Boston Mayor Wu continues push for real estate transfer fee amid industry opposition

Boston is taking another crack at trying to impose a 2% tax on big-ticket real estate transactions, which officials say is a necessary step to fund affordable housing development, but the proposal continues to face resistance from industry groups.

Mayor Michelle Wu appeared before Beacon Hill lawmakers for a second straight year on Wednesday to testify in favor of a home rule petition she filed in 2022, that would add a real estate transfer fee for sales that exceed $2 million.

The seller would incur the fee, with proceeds payable to the City of Boston. The city would then deposit the money into a neighborhood housing trust, for the purpose of furthering housing acquisition, affordability, creation and preservation, and senior-homeowner and low-income-renter stability, the legislation states.

“We’re doing everything we can at the city level,” Wu said, citing efforts to overhaul the city’s zoning code for more housing affordability, provide tax incentives for converting offices into residential buildings, and provide financial assistance to homebuyers.

“But the one powerful tool that remains out of reach without legislative and gubernatorial approval is a transfer fee,” the mayor added at a Joint Committee on Revenue hearing at the State House.

In her testimony for the proposed bill, H.2793, Wu cited statistics that show roughly half of renters, and more than 40% of households, are cost-burdened, meaning that they pay more than 30% of their income on housing costs.

Rising housing costs are “deepening racial and socioeconomic disparities,” she added, pointing to stats that show nearly 60% of renters of color are cost-burdened compared to 38% of white renters.

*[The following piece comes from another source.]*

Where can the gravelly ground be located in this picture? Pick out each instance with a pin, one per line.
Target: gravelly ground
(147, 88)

A “modest 2% transfer fee,” Wu said, would translate to $10,000 for a $2.5 million property sale. Based on 2021 data, the fee would have affected roughly 7% of sales that occurred that year, and generated up to $100 million in local revenue, she said.

“Revenue raised through this fee will help us build supportive housing and ensure that our seniors can stay in their homes,” Wu said. “It will help build new homes for families who have been forced out by skyrocketing prices and make it possible for more first-time homebuyers to put down roots and raise their families here in Boston.”